Both guests reject winner-takes-all framing. Key argument: no company currently holds exclusive technology. Ideas diffuse rapidly through researcher mobility, open papers, and open-weight models. The differentiator will be budget and hardware access, not proprietary ideas.

The leapfrogging pattern: competitors implement DeepSeek’s innovations → DeepSeek responds → cycling continues. The most recent model is typically best, but leadership is temporary.
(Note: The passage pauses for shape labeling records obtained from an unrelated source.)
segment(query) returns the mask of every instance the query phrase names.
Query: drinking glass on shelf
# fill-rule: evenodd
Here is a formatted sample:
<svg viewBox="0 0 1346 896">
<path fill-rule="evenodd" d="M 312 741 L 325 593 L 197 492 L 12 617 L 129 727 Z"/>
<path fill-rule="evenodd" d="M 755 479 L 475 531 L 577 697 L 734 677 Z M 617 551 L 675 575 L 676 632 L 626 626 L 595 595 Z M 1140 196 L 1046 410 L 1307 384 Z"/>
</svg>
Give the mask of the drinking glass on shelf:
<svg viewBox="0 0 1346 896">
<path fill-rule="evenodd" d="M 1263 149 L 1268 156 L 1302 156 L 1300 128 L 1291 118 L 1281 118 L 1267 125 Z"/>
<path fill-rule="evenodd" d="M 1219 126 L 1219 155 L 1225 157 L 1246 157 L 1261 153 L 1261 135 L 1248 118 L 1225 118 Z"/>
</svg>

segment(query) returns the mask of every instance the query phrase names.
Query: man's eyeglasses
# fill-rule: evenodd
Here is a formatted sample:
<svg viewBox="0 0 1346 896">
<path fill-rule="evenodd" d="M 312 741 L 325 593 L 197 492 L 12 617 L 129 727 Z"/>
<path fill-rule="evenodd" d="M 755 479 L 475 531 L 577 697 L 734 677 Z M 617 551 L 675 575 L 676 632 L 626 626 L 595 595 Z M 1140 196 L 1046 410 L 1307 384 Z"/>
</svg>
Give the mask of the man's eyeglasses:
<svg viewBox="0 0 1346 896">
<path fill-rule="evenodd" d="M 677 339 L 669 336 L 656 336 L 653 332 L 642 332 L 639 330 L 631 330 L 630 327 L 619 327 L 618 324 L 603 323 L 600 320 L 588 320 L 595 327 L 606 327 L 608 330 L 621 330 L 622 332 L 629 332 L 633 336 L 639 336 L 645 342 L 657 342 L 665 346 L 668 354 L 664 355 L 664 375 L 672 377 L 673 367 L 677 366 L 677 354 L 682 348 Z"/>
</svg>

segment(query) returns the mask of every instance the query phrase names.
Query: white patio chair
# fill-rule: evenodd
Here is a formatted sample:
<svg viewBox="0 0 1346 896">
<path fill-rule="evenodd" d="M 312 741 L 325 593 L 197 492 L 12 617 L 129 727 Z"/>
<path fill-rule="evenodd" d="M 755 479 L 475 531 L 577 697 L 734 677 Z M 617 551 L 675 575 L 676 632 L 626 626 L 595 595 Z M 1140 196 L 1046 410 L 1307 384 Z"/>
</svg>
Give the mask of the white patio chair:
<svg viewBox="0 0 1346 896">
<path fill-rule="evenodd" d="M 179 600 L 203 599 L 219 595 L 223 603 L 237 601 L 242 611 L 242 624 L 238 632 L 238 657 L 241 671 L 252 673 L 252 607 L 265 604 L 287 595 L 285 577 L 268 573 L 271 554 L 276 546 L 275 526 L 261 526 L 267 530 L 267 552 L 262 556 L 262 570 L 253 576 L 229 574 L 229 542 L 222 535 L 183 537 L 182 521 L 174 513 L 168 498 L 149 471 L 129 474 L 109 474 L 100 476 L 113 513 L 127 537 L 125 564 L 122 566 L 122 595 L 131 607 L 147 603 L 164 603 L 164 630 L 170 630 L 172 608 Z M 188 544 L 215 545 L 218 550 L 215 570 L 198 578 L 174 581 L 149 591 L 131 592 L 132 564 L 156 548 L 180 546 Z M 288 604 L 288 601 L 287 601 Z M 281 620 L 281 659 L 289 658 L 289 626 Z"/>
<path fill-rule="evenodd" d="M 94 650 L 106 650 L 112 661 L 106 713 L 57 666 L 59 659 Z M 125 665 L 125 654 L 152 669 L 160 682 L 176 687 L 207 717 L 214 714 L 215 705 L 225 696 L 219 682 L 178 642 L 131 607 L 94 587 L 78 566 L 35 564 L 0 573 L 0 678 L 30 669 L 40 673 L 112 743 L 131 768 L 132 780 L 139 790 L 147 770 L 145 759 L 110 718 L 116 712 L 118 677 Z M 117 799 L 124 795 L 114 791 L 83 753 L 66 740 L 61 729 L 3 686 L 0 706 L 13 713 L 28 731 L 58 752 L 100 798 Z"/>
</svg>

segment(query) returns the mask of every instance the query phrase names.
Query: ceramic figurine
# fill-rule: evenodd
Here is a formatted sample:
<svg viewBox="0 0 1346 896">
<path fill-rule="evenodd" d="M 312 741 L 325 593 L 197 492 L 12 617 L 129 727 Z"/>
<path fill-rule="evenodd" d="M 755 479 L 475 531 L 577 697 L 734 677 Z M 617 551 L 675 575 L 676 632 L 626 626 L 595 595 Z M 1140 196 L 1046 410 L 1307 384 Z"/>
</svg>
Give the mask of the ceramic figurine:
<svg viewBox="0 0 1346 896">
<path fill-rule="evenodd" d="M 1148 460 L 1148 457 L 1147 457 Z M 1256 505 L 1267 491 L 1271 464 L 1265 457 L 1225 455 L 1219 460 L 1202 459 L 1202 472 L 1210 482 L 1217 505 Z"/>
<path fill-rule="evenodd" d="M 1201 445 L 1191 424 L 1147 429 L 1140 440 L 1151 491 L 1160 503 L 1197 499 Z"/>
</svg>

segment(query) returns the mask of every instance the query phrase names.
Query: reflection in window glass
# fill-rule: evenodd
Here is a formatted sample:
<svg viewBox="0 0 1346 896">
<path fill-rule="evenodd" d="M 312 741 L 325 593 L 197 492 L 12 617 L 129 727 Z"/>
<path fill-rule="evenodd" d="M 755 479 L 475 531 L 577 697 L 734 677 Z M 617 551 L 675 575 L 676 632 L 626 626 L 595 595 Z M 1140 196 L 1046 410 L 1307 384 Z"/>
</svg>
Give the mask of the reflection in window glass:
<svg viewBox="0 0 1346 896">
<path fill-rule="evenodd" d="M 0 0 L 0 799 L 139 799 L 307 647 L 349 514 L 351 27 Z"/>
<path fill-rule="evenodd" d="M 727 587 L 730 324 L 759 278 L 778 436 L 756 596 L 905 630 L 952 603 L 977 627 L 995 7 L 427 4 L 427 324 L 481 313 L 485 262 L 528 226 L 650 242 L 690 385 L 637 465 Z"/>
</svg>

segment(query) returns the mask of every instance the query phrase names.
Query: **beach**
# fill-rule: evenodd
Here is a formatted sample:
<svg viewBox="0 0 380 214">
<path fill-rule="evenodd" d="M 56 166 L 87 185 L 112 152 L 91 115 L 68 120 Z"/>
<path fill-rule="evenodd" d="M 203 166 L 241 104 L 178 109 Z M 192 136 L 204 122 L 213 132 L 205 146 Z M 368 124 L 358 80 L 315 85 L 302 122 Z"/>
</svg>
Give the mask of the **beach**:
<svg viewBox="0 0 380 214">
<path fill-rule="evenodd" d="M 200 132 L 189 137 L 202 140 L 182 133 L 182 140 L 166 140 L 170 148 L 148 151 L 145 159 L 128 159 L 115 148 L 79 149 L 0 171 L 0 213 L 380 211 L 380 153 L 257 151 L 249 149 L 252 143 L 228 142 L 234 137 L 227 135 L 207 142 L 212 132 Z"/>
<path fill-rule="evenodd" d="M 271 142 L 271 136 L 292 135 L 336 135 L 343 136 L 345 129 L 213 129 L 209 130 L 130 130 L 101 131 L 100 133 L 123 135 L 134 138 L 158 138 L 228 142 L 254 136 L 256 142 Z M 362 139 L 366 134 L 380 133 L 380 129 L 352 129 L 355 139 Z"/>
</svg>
Company building [§ Coding and Agents]

Both guests use AI coding tools daily with different preferences:

Sebastian: Codeium + VS Code — prefers control, dislikes fully agentic
Nathan: multi-session parallel queries with thinking models
Lex: Claude Code as a ‘macroscopic programming environment’ — designs in English, understands deeply

Nathan’s observation: Claude Code performs measurably better than alternatives for agentic coding. The differentiation is visible when running identical prompts across tools.

AGI as task completion rate [§ Future of AI and AGI]

Sebastian’s reframing: rather than debating AGI definitions, track the percentage of complex multi-step tasks completed reliably. Current estimate: 30–40%. At 90–95%, the philosophical distinction between ‘AGI’ and ‘very powerful AI’ becomes practically meaningless.

Nathan’s position: ‘AGI’ is semantically awkward. Systems dramatically more capable than today across most cognitive tasks will exist within years. Whether that’s AGI is definitional. The economic pressure to deploy autonomous agents is already intense enough that capability and deployment will co-evolve rather than capability preceding deployment by years.